We reverse. In determining the prior motion, the court (Ling-Cohan, J.) noted defendant's sworn admission that the employee "abandoned his employment as of November 30, 1998, when he did not show when scheduled to work." The same affiant later testified similarly at trial that it was not until "Monday [Nov. 30th] and Tuesday [Dec. 1st] in fact [that] I made numerous calls to [the employee's] home." Thus, it was established below that defendant did not expect the employee to return until Monday, November 30th, and the employee's abandonment was neither apparent nor unequivocal before November 30th. Since the employee was not expected to return to work until November 30, the only permissible inference is that the employee was allowed by defendant to take the Friday after Thanksgiving, November 27, as a vacation day along with Saturday the 28th, and Sunday the 29th.

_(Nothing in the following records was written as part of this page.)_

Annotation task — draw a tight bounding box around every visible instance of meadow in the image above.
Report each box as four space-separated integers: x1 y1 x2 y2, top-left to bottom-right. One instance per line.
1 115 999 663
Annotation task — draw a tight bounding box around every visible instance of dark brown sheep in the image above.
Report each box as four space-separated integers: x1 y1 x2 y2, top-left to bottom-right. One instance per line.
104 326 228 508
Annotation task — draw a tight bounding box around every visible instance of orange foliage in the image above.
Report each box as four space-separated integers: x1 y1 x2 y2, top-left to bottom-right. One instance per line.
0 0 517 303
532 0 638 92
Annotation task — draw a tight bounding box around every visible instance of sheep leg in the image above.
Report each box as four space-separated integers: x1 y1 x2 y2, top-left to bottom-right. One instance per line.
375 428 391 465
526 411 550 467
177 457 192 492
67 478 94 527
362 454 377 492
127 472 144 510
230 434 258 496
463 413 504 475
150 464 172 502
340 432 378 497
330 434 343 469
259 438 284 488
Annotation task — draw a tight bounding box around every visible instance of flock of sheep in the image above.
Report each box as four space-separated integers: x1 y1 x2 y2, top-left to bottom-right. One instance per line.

Under General Construction Law § 20, holidays, Saturdays and Sundays are included in time computations where, as here, the period in question exceeds two days. Excluding the employee's start date, October 27, as required by the statute, and including the intervening period from Wednesday, November 25, through Sunday, November 29, 1998 — the last day before the Monday on which the employee was expected to report back to work and failed to do so — the period of employment is 33 days. Civil Court therefore erred in concluding that the candidate had not been shown to have been employed by defendant for 30 days.
McCooe, J. P., Davis and Suarez, JJ., concur.